Fome, sede, comida e água.
Essas eram as únicas coisas que se passavam na cabeça de Isabel enquanto definhava dentro daquele moquifo em uma favela paulistana qualquer. Nascida em berço de ouro, sempre foi uma pessoa mimada que teve tudo o que quis, do jeito e na quantidade que bem entendesse.
Os roncos de seu estômago eram tão grandes e feios que sentiria medo e/ou vergonha se não estivesse sentindo tanta fome. Lembrou aos prantos de todas as vezes em que desperdiçara ou mesmo desprezara as fartas refeições que eram postas à mesa. Até mesmo o sal das poucas lágrimas que porventura chegavam ao seus lábios lhe lembrava alguma coisa gostosa e ela se apegava àquela ilusão gastronômica o máximo que podia.
Sequestrada em uma ação ousada de criminosos durante uma ida ao médico, sabia que alguma estava muito errada. Nunca mais vieram lhe oferecer as tais marmitex, sucos e água, recusadas por orgulho e agora desejadas com a avidez que só um jejum prolongado provocaria em alguém.
A garota, uma jovem loira, bela e vaidosa, agora estava parecendo uma mendiga, posto que suas roupas de grife se converteram em andrajos nojentos fedendo a urina e excremento. Amordaçada, com mãos e pés presos por algemas e acorrentada ao piso só enquanto os meliantes iam "fazer um corre", Isabel se viu abandonada à própria sorte quando, na sua mente enfraquecida, já havia se passado dois dias desde que eles saíram.
Na verdade, às quinze horas havia feito três dias e meio que os bandidos foram emboscados e mortos por engano na mais nova guerra entre gangues da região. E ninguém mais sabia de Isabel e seu cativeiro.

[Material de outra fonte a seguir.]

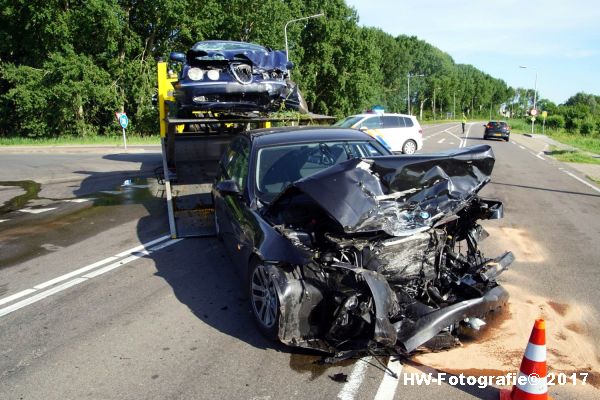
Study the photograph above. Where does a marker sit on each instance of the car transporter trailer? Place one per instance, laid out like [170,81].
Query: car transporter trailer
[191,150]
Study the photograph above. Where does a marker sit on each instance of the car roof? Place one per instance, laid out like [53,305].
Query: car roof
[381,115]
[247,44]
[301,134]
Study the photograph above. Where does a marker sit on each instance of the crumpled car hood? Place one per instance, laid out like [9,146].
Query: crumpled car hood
[268,60]
[400,195]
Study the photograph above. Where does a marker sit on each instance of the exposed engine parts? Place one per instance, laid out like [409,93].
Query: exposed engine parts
[391,253]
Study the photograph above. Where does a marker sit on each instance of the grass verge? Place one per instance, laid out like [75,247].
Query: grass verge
[573,156]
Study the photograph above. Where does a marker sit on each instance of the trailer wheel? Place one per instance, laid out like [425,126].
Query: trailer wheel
[218,233]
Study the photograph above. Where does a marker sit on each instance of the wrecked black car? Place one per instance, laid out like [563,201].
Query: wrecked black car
[237,77]
[347,248]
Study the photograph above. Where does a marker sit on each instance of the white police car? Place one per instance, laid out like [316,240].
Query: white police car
[398,132]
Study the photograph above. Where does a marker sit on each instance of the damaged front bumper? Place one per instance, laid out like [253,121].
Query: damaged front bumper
[300,300]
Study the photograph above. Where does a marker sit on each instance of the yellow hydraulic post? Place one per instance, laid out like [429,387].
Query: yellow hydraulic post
[165,93]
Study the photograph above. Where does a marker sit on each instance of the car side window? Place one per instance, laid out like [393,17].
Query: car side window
[236,162]
[371,123]
[390,121]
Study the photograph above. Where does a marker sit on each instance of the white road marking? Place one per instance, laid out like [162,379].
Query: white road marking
[351,387]
[76,281]
[16,296]
[78,200]
[37,210]
[387,388]
[81,270]
[40,296]
[581,180]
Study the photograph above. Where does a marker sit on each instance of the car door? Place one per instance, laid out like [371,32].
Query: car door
[373,127]
[393,131]
[234,218]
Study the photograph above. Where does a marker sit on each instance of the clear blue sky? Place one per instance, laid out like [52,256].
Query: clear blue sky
[559,38]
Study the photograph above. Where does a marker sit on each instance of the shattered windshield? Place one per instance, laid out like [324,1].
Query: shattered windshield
[279,166]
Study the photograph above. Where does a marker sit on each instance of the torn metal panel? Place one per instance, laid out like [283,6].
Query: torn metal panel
[362,194]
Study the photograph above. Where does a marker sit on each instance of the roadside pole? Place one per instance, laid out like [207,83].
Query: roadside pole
[124,122]
[544,115]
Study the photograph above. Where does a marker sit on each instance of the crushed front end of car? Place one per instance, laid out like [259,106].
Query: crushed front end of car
[392,253]
[236,77]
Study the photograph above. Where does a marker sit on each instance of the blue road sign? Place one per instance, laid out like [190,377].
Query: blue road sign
[123,120]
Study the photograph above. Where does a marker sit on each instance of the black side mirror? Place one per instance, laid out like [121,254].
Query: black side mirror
[228,187]
[177,57]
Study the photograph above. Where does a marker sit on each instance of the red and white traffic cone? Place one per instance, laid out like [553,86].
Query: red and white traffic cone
[531,380]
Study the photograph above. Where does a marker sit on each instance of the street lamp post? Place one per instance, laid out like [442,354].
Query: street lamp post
[408,76]
[534,95]
[287,57]
[434,89]
[454,106]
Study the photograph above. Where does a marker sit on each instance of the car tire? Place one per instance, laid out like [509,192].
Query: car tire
[264,302]
[409,147]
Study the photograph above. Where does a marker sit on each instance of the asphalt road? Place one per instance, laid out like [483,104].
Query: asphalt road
[85,313]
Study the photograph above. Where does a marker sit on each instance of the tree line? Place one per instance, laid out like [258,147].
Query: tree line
[66,66]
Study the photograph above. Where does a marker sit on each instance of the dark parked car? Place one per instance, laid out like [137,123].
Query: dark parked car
[497,129]
[346,248]
[238,77]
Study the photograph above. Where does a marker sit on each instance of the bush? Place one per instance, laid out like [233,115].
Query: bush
[587,127]
[555,122]
[573,124]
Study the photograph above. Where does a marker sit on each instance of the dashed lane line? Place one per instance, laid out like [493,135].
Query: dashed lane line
[355,379]
[133,254]
[36,210]
[78,200]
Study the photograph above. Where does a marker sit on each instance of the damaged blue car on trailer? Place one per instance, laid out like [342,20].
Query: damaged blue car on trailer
[234,77]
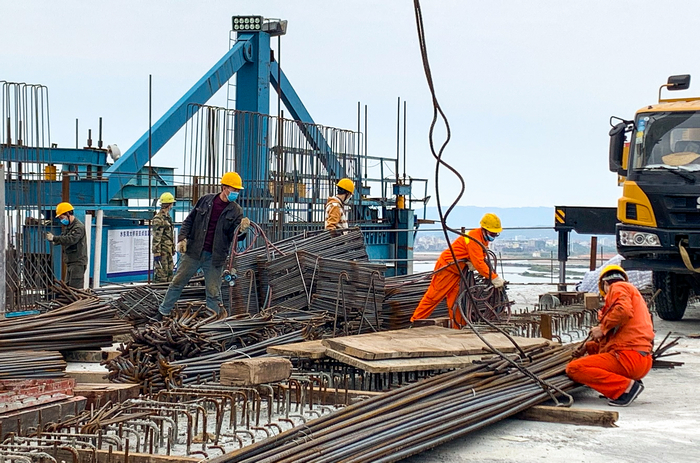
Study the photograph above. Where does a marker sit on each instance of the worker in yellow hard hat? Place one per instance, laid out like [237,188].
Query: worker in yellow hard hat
[470,251]
[336,217]
[619,353]
[73,243]
[163,243]
[205,240]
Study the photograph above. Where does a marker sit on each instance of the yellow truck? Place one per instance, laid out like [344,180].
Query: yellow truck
[657,156]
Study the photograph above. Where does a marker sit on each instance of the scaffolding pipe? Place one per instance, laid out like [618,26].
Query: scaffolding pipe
[2,241]
[98,249]
[88,244]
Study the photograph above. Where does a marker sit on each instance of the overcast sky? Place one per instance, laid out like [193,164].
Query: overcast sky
[528,86]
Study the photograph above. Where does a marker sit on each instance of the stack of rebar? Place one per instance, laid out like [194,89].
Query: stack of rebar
[84,324]
[402,295]
[251,287]
[194,341]
[31,364]
[420,416]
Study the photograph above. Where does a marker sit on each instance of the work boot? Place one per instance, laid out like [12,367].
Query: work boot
[628,397]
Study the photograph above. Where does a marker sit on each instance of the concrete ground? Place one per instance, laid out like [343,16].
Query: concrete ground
[662,425]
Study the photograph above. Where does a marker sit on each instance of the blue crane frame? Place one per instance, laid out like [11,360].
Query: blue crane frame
[250,59]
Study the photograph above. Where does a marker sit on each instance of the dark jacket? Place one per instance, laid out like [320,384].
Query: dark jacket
[195,225]
[72,240]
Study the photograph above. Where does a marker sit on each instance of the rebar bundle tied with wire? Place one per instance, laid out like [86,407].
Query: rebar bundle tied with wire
[253,265]
[419,416]
[83,324]
[31,364]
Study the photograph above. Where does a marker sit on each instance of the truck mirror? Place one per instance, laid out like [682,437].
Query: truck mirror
[680,82]
[617,145]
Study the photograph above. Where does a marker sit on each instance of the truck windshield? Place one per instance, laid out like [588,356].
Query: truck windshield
[666,141]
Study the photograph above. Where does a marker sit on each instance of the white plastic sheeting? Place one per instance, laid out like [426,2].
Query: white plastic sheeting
[638,278]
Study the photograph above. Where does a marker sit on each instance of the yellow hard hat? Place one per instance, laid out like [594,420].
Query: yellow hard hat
[611,272]
[167,198]
[62,208]
[347,185]
[233,180]
[491,222]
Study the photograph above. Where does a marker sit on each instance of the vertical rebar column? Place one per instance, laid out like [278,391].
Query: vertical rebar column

Isabel, a patricinha arrogante que sempre destratou a quem julgava inferior, que até achava engraçada a visão das magérrimas crianças africanas, que fizera guerra de comida com as amiguinhas nas festinhas quando mais nova.
Sim, era ela. A mesma garota fétida, faminta e agonizante que se arrependera amargamente de sua conduta e que morrera pedindo perdão para Deus e desejando como nunca ao menos um pedaço de pão.
Sua alma desprendeu-se do corpo repugnante como uma borboleta ao libertar do casulo. Estava limpa e linda de novo, entristecida tanto pelo seu próprio fim quanto pelo modo brutal como teve de aprender duras lições.
Havia alguém lhe esperando. Era um menino bonitinho, loirinho e de pele alva como a sua, um pouco gordinho, trajando uma toga branca como leite. Parecia até um cupido dado o tamanho e aspecto, estendendo a mãozinha rechonchuda para ela com o mais lindo dos sorrisos.
Isabel suspirou ao olhar para seu próprio cadáver pela última vez e com uma lágrima na face, todavia sorrindo, foi em direção ao garotinho lindo e segurou sua mão. Era tão quente e macia...
Caminharam aos risos e pulos para fora do casebre, onde a fronteira entre os mundos começava a ser vencida. Não contendo a curiosidade, Isabel olhou para o mais novo e risonho amiguinho, decidindo fazer-lhe uma pergunta.
— Por gentileza, me conta uma coisa... — ela mesma estranhou a própria cordialidade, até então inédita e prova de que algo mudou dentro de si. — No Céu tem bastante comida, né?
O garotinho continuava a guiar Isabel pela mão quando respondeu com um tom de voz tão meigo quanto o dela:
— Quem disse que eu vou te levar pra lá, sua filha da puta?
E então, com uma gargalhada monstruosa e apertando ainda mais os dedos da menina que gritava tentando em vão fugir, o infante desapareceu junto com Isabela.